Christophe Barbier, l’amateur amoureux

Le directeur de la rédaction de L’Express est un fou de théâtre. Il nous fait partager sa passion dans un Dictionnaire amoureux rédigé à l’encre du plaisir.

Le théâtre est à la fois précaire et éternel. Précaire parce que, fugitif, il n’existe vraiment que le temps de la représentation, ses captations ou retransmissions étant hélas par définition frustrantes. Eternel parce qu’il est, en Occident comme en Orient, sous des formes certes différentes, un inégalable réservoir de mythes.

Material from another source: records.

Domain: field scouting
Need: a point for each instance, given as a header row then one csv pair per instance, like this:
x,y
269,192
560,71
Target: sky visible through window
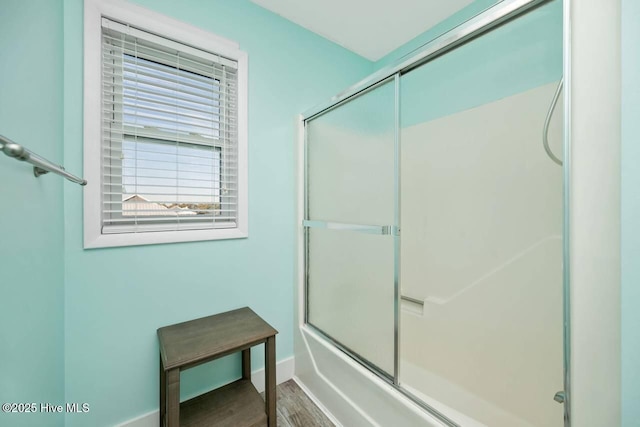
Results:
x,y
170,115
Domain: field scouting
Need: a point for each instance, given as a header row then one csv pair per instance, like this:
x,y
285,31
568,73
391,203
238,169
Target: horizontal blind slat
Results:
x,y
169,137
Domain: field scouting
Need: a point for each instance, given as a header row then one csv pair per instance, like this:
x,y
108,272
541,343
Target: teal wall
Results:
x,y
630,231
513,58
116,298
31,228
454,20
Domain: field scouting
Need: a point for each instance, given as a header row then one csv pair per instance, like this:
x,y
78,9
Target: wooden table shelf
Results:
x,y
188,344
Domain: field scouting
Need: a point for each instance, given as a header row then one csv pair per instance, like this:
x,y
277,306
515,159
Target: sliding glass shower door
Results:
x,y
434,222
481,245
350,161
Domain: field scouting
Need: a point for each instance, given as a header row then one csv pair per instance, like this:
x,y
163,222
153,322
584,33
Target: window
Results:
x,y
171,154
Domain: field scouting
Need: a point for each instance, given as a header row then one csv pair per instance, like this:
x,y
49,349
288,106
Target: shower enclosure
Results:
x,y
433,222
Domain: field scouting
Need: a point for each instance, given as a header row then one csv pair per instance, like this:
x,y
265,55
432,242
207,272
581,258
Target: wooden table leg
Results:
x,y
173,398
246,364
270,380
163,393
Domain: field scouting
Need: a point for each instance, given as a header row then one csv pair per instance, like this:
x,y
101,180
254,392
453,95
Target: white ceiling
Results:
x,y
369,28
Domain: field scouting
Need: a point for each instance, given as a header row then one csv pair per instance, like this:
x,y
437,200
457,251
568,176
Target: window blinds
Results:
x,y
169,134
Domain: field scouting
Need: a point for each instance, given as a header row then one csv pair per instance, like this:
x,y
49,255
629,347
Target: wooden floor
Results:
x,y
295,409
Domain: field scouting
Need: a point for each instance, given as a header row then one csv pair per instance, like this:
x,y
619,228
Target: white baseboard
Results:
x,y
317,402
284,372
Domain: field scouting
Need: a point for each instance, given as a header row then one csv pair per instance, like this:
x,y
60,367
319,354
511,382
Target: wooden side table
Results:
x,y
188,344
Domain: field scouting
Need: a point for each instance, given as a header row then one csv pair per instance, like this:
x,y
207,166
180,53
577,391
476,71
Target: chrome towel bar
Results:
x,y
40,164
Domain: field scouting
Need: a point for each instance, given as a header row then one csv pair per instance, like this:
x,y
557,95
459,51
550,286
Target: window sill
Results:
x,y
152,238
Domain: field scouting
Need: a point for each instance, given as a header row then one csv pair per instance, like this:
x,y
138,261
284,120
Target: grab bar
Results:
x,y
41,165
545,131
413,300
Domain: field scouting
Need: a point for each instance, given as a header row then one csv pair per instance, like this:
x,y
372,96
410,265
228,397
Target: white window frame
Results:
x,y
164,26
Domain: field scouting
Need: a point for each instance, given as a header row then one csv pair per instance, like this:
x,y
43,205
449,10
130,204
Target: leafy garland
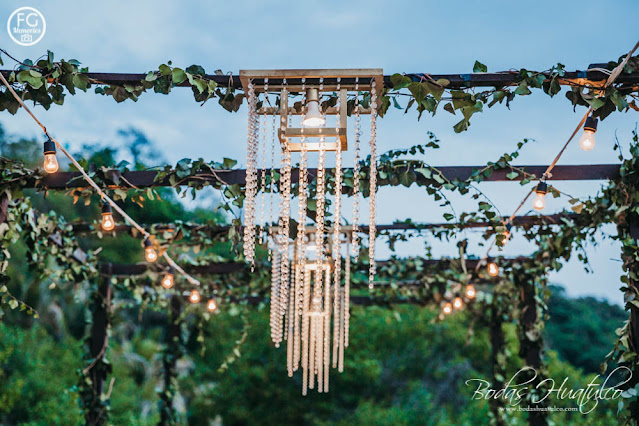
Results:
x,y
44,82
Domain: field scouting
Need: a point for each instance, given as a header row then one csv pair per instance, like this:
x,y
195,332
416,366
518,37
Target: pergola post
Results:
x,y
530,341
172,352
93,376
497,343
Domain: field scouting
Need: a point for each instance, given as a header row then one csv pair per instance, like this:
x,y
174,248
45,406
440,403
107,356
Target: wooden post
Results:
x,y
531,342
497,342
172,352
95,408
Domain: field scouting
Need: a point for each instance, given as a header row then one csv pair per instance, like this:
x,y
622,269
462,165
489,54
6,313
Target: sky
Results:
x,y
398,36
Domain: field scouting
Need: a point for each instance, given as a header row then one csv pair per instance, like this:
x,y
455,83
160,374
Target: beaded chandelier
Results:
x,y
306,264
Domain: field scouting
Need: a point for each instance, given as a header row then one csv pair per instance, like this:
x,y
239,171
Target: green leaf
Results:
x,y
479,67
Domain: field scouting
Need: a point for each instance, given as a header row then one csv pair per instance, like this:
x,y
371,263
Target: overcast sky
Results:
x,y
398,36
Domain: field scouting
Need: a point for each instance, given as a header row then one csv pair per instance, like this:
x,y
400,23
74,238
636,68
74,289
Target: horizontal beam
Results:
x,y
496,79
230,267
84,228
145,179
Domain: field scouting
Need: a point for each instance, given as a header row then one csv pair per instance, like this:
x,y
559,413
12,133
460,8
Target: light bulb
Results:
x,y
539,202
211,305
107,222
313,116
150,255
470,291
149,252
167,281
448,308
457,303
540,196
493,269
587,140
50,163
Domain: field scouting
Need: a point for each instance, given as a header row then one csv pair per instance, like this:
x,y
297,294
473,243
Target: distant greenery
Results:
x,y
574,321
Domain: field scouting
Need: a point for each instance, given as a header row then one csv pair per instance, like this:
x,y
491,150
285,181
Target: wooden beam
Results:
x,y
84,228
145,179
496,79
230,267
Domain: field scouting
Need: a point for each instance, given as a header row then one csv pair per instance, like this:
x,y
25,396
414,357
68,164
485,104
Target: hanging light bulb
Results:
x,y
108,224
167,281
458,303
50,161
507,233
313,117
540,196
149,252
470,291
587,140
194,297
448,308
492,269
211,305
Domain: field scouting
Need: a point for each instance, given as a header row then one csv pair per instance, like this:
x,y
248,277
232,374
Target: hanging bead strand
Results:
x,y
356,172
337,257
251,178
372,231
262,192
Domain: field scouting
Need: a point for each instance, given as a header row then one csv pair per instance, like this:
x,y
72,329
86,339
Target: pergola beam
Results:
x,y
145,179
496,79
83,228
230,267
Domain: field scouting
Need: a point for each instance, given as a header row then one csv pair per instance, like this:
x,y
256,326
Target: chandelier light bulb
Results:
x,y
493,269
149,252
448,308
587,140
194,297
458,303
211,305
470,291
50,161
540,196
167,281
313,116
108,223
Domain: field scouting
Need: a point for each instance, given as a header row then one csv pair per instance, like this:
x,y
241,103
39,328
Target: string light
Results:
x,y
587,140
194,297
470,291
492,269
50,160
149,252
540,196
167,281
108,224
211,305
458,303
507,232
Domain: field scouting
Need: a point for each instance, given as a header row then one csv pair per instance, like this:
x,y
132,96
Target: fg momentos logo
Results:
x,y
26,26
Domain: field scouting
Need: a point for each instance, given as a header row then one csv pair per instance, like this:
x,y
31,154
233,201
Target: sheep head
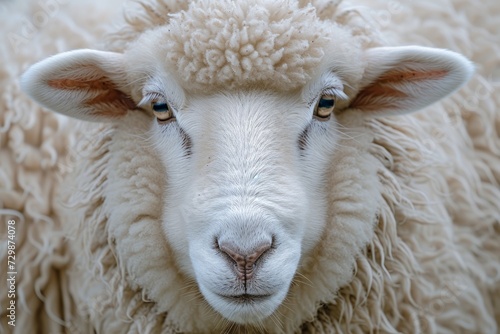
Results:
x,y
241,100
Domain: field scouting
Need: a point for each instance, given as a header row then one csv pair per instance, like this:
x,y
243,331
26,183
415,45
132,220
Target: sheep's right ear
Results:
x,y
85,84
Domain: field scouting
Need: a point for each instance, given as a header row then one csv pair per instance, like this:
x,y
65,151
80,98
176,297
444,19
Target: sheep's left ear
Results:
x,y
399,80
84,84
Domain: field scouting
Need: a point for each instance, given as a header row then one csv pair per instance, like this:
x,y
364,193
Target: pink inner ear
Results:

D’OEdipe en Thyeste, de Faust en Hamlet, d’Harpagon en Cyrano, les plus fabuleuses figures de notre imaginaire collectif en sont issues au point que l’on est autorisé à dire qu’il est impossible d’aborder notre culture sans prendre en compte ces personnages essentiels, avec lesquels ne peuvent rivaliser que les  » premiers rôles  » de nos romans fondateurs. La grande différence entre ces deux familles de héros, c’est qu’il suffit d’ouvrir un livre pour retrouver les seconds, et qu’il nous faut nous rendre dans une salle de spectacle pour véritablement être en présence des premiers.

Le théâtre suppose donc un engagement, une passion, voire même une addiction dans certains cas. En cela, les amateurs de théâtre sont des amateurs par excellence, et, même, des amoureux. Il n’était donc pas de matière plus propice à un Dictionnaire amoureux, cette légendaire collection qui nous a déjà valu quantité de plus qu’heureuses surprises.

Dans le cas de ce Dictionnaire amoureux du théâtre, la surprise ne tient pas seulement à la réussite de l’ouvrage, mais à son auteur. Qui se serait attendu à ce que Christophe Barbier, véritable furet du monde journalistique, directeur de la rédaction de L’Express, chroniqueur télévisuel surbooké, puisse encore trouver le temps de s’asseoir plus que de raison au parterre d’une salle de spectacle, ou sur les travées des espaces à ciel ouvert des festivals d’été ? Comme l’ubiquité semble être de son ressort, il mène, de fait, cette double vie d’homme de presse à temps plus que complet et d’homme des scènes tout aussi assidu.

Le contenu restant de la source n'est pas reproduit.